How much you can save refinancing to a 15-year mortgage

Let’s examine how a lower interest rate and shorter loan term affect the principal amount of a mortgage. Here are three scenarios with a 30-year, $200,000 mortgage. They include: keeping the status quo, keeping the current mortgage but prepaying it, and switching to a 15-year mortgage.

Scenario Interest rate* Monthly payment (principal and interest) Total interest paid
*Bankrate refinance averages as of April 10, 2024
30-year loan for $200,000, paid off in 30 years 7.02% $1,333 $279,988
30-year loan for $200,000, paid off in 15 years 7.02% $1,803 $123,514
15-year loan for $200,000, paid off in 15 years 6.55% $1,748 $114,589

As you can see, if your goal is to pay down your mortgage faster, you can also do it by making periodic extra payments on your existing mortgage loan (adding $470 to each monthly payment in this case).
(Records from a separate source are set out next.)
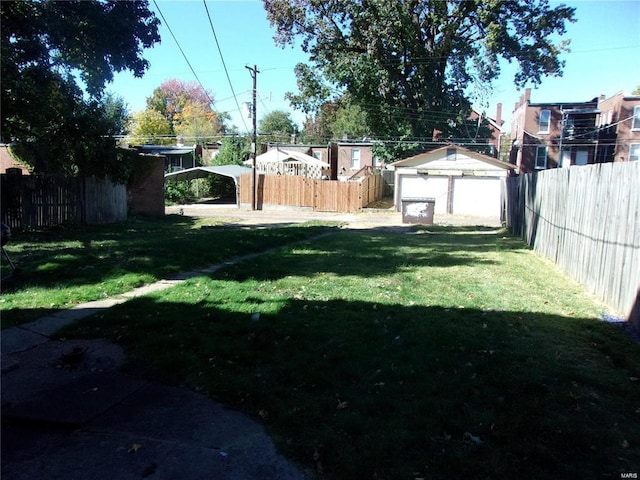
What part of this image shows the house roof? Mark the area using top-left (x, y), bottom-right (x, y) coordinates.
top-left (164, 165), bottom-right (251, 183)
top-left (244, 147), bottom-right (330, 167)
top-left (391, 145), bottom-right (514, 170)
top-left (135, 145), bottom-right (195, 156)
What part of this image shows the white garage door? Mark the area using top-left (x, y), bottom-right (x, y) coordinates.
top-left (399, 175), bottom-right (449, 214)
top-left (452, 177), bottom-right (501, 216)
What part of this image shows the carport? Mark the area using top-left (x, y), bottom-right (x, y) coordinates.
top-left (164, 165), bottom-right (252, 205)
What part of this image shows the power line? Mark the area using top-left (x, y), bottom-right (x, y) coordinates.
top-left (152, 0), bottom-right (219, 115)
top-left (202, 0), bottom-right (250, 134)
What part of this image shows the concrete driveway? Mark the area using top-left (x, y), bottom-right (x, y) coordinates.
top-left (165, 204), bottom-right (502, 229)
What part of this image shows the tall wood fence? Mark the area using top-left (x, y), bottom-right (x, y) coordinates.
top-left (1, 173), bottom-right (126, 230)
top-left (239, 173), bottom-right (385, 213)
top-left (505, 162), bottom-right (640, 326)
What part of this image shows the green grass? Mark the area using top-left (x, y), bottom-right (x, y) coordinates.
top-left (0, 215), bottom-right (338, 327)
top-left (60, 226), bottom-right (640, 479)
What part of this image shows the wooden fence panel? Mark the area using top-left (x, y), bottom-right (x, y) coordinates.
top-left (239, 173), bottom-right (383, 213)
top-left (0, 174), bottom-right (126, 229)
top-left (84, 177), bottom-right (127, 225)
top-left (506, 162), bottom-right (640, 324)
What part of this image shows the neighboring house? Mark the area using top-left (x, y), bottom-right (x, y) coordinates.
top-left (132, 145), bottom-right (197, 172)
top-left (264, 142), bottom-right (340, 180)
top-left (0, 144), bottom-right (30, 174)
top-left (510, 88), bottom-right (600, 173)
top-left (595, 91), bottom-right (640, 163)
top-left (391, 145), bottom-right (514, 217)
top-left (431, 104), bottom-right (504, 159)
top-left (468, 104), bottom-right (504, 157)
top-left (336, 141), bottom-right (381, 178)
top-left (265, 141), bottom-right (380, 180)
top-left (246, 147), bottom-right (330, 179)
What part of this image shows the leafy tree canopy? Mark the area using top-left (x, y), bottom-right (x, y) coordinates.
top-left (127, 109), bottom-right (173, 146)
top-left (1, 0), bottom-right (160, 178)
top-left (259, 110), bottom-right (298, 143)
top-left (212, 137), bottom-right (250, 166)
top-left (264, 0), bottom-right (575, 147)
top-left (143, 79), bottom-right (226, 142)
top-left (301, 97), bottom-right (371, 143)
With extra payments over your loan term, you can shave time off your loan — even 15 years if you prepay aggressively.

The catch with this strategy is that you might pay a higher interest rate on your current 30-year mortgage compared with a new 15-year loan. You’ll also have the hassle of managing, specifying and sending in extra payments that will need to be applied to your loan principal.

But if you want to preserve your tax deductions for whatever reason, you’ll have more to deduct in mortgage interest when you file your return each year if you keep the old mortgage. And you’ll pay considerably less interest overall — not as much as you would with a 15-year loan, admittedly, but still a big savings than if you kept the status quo.

When is it a good idea to refinance to a 15-year mortgage?

In general, it is a good idea to refinance to a 15-year loan if:

  • You can get a lower rate than your current mortgage rate, ideally by at least a half to three quarters of a percentage point.
  • You’ll be in your home long-term.
  • You can afford the higher monthly payment.
  • Your credit score or income has increased since you were first approved for your loan.
  • You have 15 (or more) years remaining on your mortgage.

Next steps on refinancing into a 15-year mortgage

Before refinancing to a 15-year mortgage, carefully consider the impact on your finances. Evaluate your ability to pay monthly expenses and how the higher payment will affect your capacity to pay down debts, invest or manage daily expenses, versus staying put with the remaining term on your existing 30-year mortgage.

Going to go for it? If you’re ready to refinance to a 15-year mortgage, follow these steps:

  • Step 1: Strengthen your credit. Make concerted efforts to boost your credit score by paying down debts and checking your credit report for errors. The better your credit score, the more likely you’ll get a better mortgage offer.
  • Step 2: Know your budget. Estimate how much your mortgage payment will change and be prepared to have the cash to cover it.
  • Step 3: Gather financial information: Pull together documents on your income, assets and debts, such as bank statements, W-2s and credit card bills.
  • Step 4: Shop around. Carefully compare current mortgage refinance rates from different lenders.
  • Step 5: Close the mortgage. Go through underwriting, submit to an appraisal and close on your refinance with the lender you choose.